冷戦的しくみは人々の考えを建前ことばに満ちるように仕向ける一種の(権力系による)いじわるだ。
ヒトはいつでも保守点検を怠ることはできない。生活持続のためだ。
ヒトはいつでも革新的な変化対応を工夫することを、嫌でも求められてしまう。忙しくなるので、普段、ちょっとばかり考えの外にしておこうとしているだけだ。生活条件は変化してやまないのだから。(単に日用品の経年劣化を考えるだけでもそうじゃないか)
ところが冷戦方式によるマスメディア利用の宣伝は、どちらかを取れというニュアンスをじんわり浸透させる方で働きがちだ。
否、そんなことだれもが承知しているさ、それを建前で骨の髄までしみ込ませているのはある種の優等生たちだけだよ。
たぶん、そういった当たり前の反応はありうる。でも、だ。
趨勢として、その冷戦方式の思考・ことばをあふれさせて、そちらに建前では態度を鮮明にと働き掛けられ続ければ、中には勘違いした狂信的なだれかたちも含めて、左中右がそれぞれ選択肢であるかのような、建前上の振舞いについ、うっかり誘われていた・・なんていう、冗談ともとれないようなことがまったく起こらないですむ、とかの話の方がうそっぽくなりそうに思える。
ヒトの個々に保守点検脳・能が働き、革新発想を持続させる活発さも醸成される。それらが個々の中で、あるいは人付き合いの相互性の中で、調整を得て、より個々にとって相応しい判断を呼び覚ます。
どこかのパーティに属すべし。なんでそれくらいできないの?それこそ民主主義だよ。
というような内容の新書もその昔、読めた気がするけれど、実は・・問題あり、だったんだよ。そうかなりの老人になって思える今日この頃。

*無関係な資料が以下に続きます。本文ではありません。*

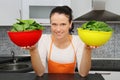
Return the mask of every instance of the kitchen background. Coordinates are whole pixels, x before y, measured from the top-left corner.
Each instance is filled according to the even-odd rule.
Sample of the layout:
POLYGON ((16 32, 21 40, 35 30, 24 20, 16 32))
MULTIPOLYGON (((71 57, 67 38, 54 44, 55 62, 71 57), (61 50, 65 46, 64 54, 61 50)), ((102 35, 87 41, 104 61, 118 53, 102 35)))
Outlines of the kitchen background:
MULTIPOLYGON (((107 10, 118 15, 120 19, 120 5, 118 3, 120 3, 119 0, 53 0, 53 2, 51 2, 51 0, 0 0, 0 56, 11 56, 11 50, 15 52, 16 56, 29 56, 28 51, 14 45, 7 35, 7 31, 9 31, 12 24, 16 22, 16 18, 33 18, 46 27, 43 34, 49 34, 50 25, 48 12, 55 6, 70 6, 73 9, 74 20, 92 10, 107 10), (102 7, 101 4, 97 4, 98 7, 94 7, 96 6, 94 5, 94 1, 100 1, 102 7), (43 13, 40 13, 41 11, 43 13)), ((85 21, 74 21, 74 35, 77 35, 76 28, 80 27, 83 22, 85 21)), ((120 21, 111 20, 108 21, 108 24, 114 29, 112 38, 104 46, 93 50, 93 59, 120 59, 120 21)))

地に足をつけてことばを持ち出せる諸氏に右・中・左の表看板を認めることができても、どの諸氏もそれは(国民国家の構成員諸氏に目配りの利くとかのニュアンスから)しっかりされている、と察する。
ただきれいごと風にまとめない方がよいという判断からもう少し。
正義の味方風に付き合い方を変化させれば必ず情報は入ってこなくなる。
"ワル"たちは、善人になろうとはしないままに、だけど、不良らしく、ヒトの弱さに通じて、同情心を失うことはない。だから、観察眼の一定の鋭さを発揮して、貴重な情報発信源になってくれたりがありうる。その際、仲間関係の度合を測る。大抵は同罪になるような共犯関係事件に誘っている。そうでなくても時に頼りになる関係でも、信頼は少しだけくらいなら保てる。そうやって話の伝達関係が成り立つ。
そういう昔はありえた。
今はどうか知らない。
ただし、正義っぽくふるまうことを選んだ中央の政治家諸氏においては、その制約を少しは頭に置いた方が参考になる。
それに、外交的な駆け引きでは、色々なニュアンスでことばを用いられる自由度が物をいうことがありそうだ。
そこをワルっぽくふるまってことば運用上の制約をあらかじめ拡張できることに成功していれば、駆け引きことばに、それなりの芸で応じることを可能にするけれど、正義ぶってしまうと、正論以外を持ち出すことを困難にする。そこらは、ごく最近の首相や外相らの発信のちょっと線の細井ことば使用に、素人なりに反応したくさせた。
政治家の振舞い方は工夫次第だと想像する老人だったりもする。